Contributor Spotlight: Grace Bauer
PHRASES STIRRED (NOT SHAKEN)
It may be that in all her phrases stirred
The grinding water and the gasping wind:
But it was she and not the sea we heard.
“Mellow Drama” began with the epigraph – a pronouncement I overheard a woman gleefully declare one late afternoon as I was walking along the Jersey Shore. The beach was already clearing out for the day, only a few people around. The sun was slowly sliding toward the horizon – that seam between sky and sea I’d had my eye on, hoping to spot some dolphins in the distance, as one occasionally does that time of day. I was reveling in the play of light on the water, the incessant serenade of the crashing waves, thinking the kind of ah, the beauty of nature; the majesty of the ocean kind of thoughts that anyone with a soul might be thinking at such a moment, when – out of the blue, so to speak – came this woman’s voice, my South Jersey version of Steven’s solitary singer who (dis) ordered his ideas in Key West.
The setting, of course, provided necessary context. In that split second before I turned to see the woman who had made the declaration happily lounging in the sand with the “all” that she needed, and the friend she had hollered to a few yards off, heading back toward the dunes, flip flops in one hand, the arm she had waved in response not quite lowered yet to her side, I could already picture some version of the scene behind me.
The woman lingering on the beach was living la vida leisure, commenting on how little it takes sometimes, to make everything in life seem perfect – at least for the moment. She did, indeed, have a towel – brightly colored. She did, indeed, have a sizable cup of something in hand. I took her word on the martini part, and admit I may have made up the little umbrella on the rim, though the cup was, like the towel, brightly colored – of that part, I am certain – as was the bathing suit the woman so generously filled.
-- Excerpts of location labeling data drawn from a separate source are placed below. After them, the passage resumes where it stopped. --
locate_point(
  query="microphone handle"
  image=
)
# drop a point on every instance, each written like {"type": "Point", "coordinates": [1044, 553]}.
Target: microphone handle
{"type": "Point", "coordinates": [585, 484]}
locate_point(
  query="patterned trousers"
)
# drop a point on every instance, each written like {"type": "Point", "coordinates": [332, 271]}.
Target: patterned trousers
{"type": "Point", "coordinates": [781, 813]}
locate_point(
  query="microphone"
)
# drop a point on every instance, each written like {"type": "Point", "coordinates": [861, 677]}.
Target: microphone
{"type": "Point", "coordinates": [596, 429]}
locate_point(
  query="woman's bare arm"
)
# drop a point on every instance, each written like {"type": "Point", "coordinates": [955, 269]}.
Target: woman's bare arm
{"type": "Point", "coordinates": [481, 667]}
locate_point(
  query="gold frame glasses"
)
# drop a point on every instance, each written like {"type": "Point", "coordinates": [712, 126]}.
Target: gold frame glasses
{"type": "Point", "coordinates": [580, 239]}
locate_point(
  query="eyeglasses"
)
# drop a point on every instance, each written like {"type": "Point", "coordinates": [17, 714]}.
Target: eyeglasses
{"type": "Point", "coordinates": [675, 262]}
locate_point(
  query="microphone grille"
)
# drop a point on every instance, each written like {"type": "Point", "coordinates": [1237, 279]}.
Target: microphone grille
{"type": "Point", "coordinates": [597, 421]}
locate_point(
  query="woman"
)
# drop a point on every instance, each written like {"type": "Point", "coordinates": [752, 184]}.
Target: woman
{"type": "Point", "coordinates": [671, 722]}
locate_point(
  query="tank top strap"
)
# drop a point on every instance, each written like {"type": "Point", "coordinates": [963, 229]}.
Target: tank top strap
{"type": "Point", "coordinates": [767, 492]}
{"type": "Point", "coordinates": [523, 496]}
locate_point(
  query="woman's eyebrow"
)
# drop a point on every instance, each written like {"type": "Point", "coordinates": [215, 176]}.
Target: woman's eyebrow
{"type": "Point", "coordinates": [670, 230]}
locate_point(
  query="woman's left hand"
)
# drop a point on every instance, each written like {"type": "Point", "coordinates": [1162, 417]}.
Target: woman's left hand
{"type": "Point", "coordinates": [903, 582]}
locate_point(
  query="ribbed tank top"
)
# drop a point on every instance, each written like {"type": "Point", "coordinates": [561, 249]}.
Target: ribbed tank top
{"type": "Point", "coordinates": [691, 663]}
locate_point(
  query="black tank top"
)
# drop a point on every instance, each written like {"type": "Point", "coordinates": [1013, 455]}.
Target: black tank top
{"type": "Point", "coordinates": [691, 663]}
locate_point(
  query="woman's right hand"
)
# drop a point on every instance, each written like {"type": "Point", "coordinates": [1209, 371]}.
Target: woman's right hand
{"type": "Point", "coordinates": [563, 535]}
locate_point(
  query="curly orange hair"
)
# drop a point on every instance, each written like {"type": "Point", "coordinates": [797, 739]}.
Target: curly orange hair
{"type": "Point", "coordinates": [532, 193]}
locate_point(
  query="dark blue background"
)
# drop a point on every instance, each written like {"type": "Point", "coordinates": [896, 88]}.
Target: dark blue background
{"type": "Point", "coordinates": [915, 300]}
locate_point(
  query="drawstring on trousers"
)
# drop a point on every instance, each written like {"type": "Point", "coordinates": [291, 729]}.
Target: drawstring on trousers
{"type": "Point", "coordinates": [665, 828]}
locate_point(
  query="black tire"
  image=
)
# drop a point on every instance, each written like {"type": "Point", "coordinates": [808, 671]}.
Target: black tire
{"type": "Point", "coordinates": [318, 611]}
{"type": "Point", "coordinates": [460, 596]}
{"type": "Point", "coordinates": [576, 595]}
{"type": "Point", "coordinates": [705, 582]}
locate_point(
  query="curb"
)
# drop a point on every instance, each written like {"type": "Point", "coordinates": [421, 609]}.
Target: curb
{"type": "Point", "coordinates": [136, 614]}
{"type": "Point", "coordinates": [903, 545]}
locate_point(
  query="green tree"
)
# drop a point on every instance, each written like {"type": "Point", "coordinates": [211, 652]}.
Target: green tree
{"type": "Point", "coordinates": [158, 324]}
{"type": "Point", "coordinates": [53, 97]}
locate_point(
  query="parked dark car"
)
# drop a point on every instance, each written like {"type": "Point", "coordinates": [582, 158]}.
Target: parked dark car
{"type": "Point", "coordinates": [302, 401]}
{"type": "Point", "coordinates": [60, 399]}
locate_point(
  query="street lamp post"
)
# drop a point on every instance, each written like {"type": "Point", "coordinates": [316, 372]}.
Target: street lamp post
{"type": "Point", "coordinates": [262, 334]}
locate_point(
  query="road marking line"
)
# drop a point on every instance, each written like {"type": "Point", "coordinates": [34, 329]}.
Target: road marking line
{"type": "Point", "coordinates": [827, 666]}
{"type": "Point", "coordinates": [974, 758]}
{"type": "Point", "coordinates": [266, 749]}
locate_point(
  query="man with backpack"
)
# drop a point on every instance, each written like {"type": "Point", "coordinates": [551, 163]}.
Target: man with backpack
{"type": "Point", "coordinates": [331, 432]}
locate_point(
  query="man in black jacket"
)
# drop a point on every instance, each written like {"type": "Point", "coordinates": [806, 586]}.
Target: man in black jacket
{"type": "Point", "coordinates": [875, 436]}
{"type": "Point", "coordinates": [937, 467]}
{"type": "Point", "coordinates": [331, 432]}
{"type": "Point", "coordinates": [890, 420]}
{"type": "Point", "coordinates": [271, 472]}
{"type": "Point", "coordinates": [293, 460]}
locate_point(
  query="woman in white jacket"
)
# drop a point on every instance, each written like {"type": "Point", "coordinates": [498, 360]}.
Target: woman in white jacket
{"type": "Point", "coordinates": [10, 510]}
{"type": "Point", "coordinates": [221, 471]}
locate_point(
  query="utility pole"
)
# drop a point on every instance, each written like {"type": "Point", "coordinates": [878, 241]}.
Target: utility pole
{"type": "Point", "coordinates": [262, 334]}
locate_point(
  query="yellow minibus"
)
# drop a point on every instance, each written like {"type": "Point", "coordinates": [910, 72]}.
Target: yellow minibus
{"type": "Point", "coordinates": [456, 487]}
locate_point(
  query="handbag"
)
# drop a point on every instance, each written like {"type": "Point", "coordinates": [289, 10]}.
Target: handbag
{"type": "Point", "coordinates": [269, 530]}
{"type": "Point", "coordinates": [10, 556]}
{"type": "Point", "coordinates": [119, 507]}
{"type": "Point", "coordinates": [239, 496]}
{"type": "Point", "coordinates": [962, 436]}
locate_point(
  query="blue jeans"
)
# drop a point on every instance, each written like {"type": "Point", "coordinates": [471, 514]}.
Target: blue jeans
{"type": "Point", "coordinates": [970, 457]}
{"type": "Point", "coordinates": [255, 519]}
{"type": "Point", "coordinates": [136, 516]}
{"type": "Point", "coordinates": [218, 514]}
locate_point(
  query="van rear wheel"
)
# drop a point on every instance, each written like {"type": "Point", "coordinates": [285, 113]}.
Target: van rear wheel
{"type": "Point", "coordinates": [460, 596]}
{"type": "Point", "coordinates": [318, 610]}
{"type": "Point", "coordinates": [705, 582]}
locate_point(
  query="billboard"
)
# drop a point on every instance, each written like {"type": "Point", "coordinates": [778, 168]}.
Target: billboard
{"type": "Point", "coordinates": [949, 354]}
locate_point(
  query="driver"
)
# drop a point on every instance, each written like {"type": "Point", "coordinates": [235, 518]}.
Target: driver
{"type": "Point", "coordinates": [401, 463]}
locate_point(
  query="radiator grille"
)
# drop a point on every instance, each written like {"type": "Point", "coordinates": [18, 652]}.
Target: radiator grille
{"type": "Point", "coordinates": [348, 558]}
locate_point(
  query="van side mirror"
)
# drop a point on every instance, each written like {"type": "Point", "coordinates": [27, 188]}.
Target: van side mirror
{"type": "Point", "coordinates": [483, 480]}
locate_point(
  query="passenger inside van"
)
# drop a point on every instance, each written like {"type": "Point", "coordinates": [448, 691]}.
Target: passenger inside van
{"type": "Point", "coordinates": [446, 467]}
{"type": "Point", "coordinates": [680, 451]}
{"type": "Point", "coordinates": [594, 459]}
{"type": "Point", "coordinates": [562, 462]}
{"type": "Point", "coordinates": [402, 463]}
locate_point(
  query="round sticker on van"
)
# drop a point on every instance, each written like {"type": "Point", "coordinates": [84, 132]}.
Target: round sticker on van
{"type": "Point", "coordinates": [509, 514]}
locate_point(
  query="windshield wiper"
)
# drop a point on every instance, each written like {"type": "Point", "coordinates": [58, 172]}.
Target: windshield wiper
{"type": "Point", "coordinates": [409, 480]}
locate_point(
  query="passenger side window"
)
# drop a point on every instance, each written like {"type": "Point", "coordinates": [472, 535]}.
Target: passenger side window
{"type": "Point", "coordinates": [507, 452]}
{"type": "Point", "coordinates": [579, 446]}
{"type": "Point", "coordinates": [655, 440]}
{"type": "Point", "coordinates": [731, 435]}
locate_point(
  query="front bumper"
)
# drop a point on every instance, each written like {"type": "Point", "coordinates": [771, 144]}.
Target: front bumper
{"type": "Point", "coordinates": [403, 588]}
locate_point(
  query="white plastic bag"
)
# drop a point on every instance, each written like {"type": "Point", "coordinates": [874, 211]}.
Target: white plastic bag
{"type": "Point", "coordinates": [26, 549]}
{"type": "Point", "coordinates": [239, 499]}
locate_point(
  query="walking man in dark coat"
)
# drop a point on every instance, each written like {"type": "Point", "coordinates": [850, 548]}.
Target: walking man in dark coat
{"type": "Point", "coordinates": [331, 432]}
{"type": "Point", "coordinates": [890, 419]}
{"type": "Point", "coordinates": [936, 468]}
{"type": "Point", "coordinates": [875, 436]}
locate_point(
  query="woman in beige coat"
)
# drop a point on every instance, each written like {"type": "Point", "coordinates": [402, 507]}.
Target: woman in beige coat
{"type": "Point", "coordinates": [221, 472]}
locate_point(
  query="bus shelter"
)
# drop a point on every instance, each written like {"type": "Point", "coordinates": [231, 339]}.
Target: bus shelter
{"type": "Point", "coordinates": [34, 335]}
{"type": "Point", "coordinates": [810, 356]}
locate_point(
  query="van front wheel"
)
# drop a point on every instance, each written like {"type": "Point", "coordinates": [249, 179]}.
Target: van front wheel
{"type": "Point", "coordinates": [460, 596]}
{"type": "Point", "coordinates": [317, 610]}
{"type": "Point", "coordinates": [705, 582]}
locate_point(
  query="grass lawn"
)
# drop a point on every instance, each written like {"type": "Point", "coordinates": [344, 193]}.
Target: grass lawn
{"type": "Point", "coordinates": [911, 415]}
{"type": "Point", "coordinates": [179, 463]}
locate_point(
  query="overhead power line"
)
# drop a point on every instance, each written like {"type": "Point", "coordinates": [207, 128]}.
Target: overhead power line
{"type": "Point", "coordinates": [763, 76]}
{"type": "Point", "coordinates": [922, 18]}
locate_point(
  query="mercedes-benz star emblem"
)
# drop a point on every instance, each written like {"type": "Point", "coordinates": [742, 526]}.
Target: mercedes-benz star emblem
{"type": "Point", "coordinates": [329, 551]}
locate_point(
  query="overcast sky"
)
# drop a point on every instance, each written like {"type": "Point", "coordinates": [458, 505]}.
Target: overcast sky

Back in Nebraska, the state I’ve lived in now for many years (its state motto is: the good life), someone overhearing that phrase might struggle to conjure a meaning for it. What the hell could you possible do with just those two things in hand? (Magic tricks, possibly. Now you see it; now you don’t!). But on that beach, at that moment, the words made perfect sense – to the woman and to me, even though I don’t really drink martinis. Nor would I take valium unless I absolutely had to, though I’m sure I would prefer it to bad art – the kind one sometimes sees in dentists’ offices (occasionally even an ocean view); the kind that hurts almost as much as the drill because it does so little justice to the real, renders the scene as so much less than one might imagine.
One thought leads to another; one word to the next. Wave-like and wandering. Wondering. Sometimes sound for the sheer pleasure of it. And so, sometimes, poems are made. “Mellow Drama” will appear in my forthcoming book, Nowhere All At Once, which includes other poems that explore the delightful possibilities of chance encounters, snippets of ordinary speech, or common turns of phrase I attempt to turn over again in unexpected ways, explorations of place and displacement, “praise and agitation”—as Daisy Fried says in the blurb she generously supplied for the book. “Mellow Drama” begins in pun and ends in a moment of pondering I hope a reader might feel inclined to share with me.
Grace Bauer is the author of three full-length collections of poems: Retreats & Recognitions, Beholding Eye, and The Woman At The Well, as well as three previous chapbooks (Field Guide to the Ineffable: Poems on Marcel Duchamp, Where You've Seen Her, and The House Where I've Never Lived). She is also co-editor, with Julie Kane, of the anthology Umpteen Ways of Looking at a Possum: Critical and Creative Responses to Everette Maddox. A new full-length collection, Nowhere All At Once, is forthcoming from Stephen F. Austin University Press, and a new chapbook, Café Culture, was just released by Imaginary Friend Press. Bauer teaches in the Creative Writing Program at the University of Nebraska-Lincoln and could not survive without coffee and the occasional glass of wine. Her poem "Mellow Drama" can be found in HFR53.